For signs, f1-score of activation and inhibition classifier were 0.91 and 0.80, respectively. F1-score of activation classifier was higher because activating PPIs outnumbered inhibiting ones. Accuracy of two classifiers were identical as 0.88. AUROC were 0.94 and 0.93 for activation and inhibition classifiers, respectively. Also, AUPRC were 0.96 and 0.89 for activation and inhibition classifiers, respectively [see Additional file 1: Figure S1].
Independent test performances
To see how well our model generalizes to datasets from different sources, we conducted an independent test. In an independent test, we trained logistic regression models with KEGG dataset, and tested with STRING dataset. The performance for predicting directions and signs are listed in Table 3. The performance of left-to-right classifier and right-to-left classifier were similar. Accuracy of left-to-right classifier and right-to-left classifier were around 0.6 and 0.59, respectively. The AUROC of left-to-right classifier and right-to-left classifier were 0.64 and 0.63, respectively [see Additional file 1: Figure S2].
The performance for predicting sign was higher than predicting directions. The accuracy of activation classifier and inhibition classifier were both 0.69. However, because the dataset was imbalanced, f1-score was much higher in activation classifier than inhibition classifier. AUROC of activation classifier and inhibition classifier were 0.67 and 0.63, respectively [see Additional file 1: Figure S2].

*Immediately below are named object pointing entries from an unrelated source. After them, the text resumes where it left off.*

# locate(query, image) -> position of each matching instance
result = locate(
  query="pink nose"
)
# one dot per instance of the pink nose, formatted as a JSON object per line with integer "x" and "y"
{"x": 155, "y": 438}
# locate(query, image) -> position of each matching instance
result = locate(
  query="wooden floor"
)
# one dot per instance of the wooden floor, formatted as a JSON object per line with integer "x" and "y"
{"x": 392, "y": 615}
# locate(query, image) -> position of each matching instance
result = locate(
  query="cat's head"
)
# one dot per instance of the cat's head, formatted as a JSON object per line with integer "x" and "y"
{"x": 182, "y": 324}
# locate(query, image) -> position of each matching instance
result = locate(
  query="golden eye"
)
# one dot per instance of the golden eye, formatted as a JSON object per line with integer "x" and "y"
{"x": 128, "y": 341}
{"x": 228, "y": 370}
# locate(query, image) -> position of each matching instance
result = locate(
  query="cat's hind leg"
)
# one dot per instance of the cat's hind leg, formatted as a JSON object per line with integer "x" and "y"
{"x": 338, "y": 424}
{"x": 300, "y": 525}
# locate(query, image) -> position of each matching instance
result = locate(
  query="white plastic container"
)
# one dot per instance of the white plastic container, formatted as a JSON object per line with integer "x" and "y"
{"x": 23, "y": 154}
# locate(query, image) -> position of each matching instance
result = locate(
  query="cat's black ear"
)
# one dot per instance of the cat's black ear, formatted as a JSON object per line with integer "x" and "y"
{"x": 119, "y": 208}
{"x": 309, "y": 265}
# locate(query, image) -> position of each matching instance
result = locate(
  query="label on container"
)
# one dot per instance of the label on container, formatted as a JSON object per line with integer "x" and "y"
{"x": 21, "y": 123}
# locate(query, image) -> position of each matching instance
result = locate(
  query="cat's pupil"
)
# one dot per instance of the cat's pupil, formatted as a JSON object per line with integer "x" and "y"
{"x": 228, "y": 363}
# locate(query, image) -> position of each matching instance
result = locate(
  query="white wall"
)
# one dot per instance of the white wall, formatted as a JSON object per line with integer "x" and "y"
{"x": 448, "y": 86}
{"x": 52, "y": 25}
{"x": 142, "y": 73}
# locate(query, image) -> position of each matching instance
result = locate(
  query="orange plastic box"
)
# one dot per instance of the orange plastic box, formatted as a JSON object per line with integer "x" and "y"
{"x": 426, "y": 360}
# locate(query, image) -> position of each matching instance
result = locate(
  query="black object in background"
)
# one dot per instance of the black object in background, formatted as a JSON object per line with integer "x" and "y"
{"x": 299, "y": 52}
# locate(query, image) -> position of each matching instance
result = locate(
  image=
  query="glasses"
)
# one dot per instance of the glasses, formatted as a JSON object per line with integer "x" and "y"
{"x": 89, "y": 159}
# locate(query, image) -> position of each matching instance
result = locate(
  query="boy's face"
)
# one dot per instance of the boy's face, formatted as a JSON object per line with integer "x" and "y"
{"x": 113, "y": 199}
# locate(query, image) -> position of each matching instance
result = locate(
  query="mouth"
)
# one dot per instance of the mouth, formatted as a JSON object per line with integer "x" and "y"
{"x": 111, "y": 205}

Comparison with the previous GO-based method
To demonstrate the effectiveness of GO relations, we compared the performance of our method to the performance of the previous GO-based method that did not use GO relations. Since the previous work did not consider directions of PPIs, we slightly modified our PPI dataset and feature values for the comparison. For PPI datasets, we originally defined effect types for directed PPIs. Therefore, bi-directional PPIs have two effect types, one effect type for each direction. To compare performance with the previous work, we mapped effect types of directed PPIs to undirected PPIs by using ‘OR’ operation so that bi-directional PPIs have only one effect type. For an undirected PPI p1-p2, if either directed PPIs p1 → p2 or p2 → p1 can act as activation, then p1-p2 has ‘activation’ as its effect type. Likewise, if either p1 → p2 or p2 → p1 can act as ‘inhibition’, then p1-p2 has ‘inhibition’ as its effect type. The statistics of PPI dataset that were used for the performance comparison is listed in Table 4.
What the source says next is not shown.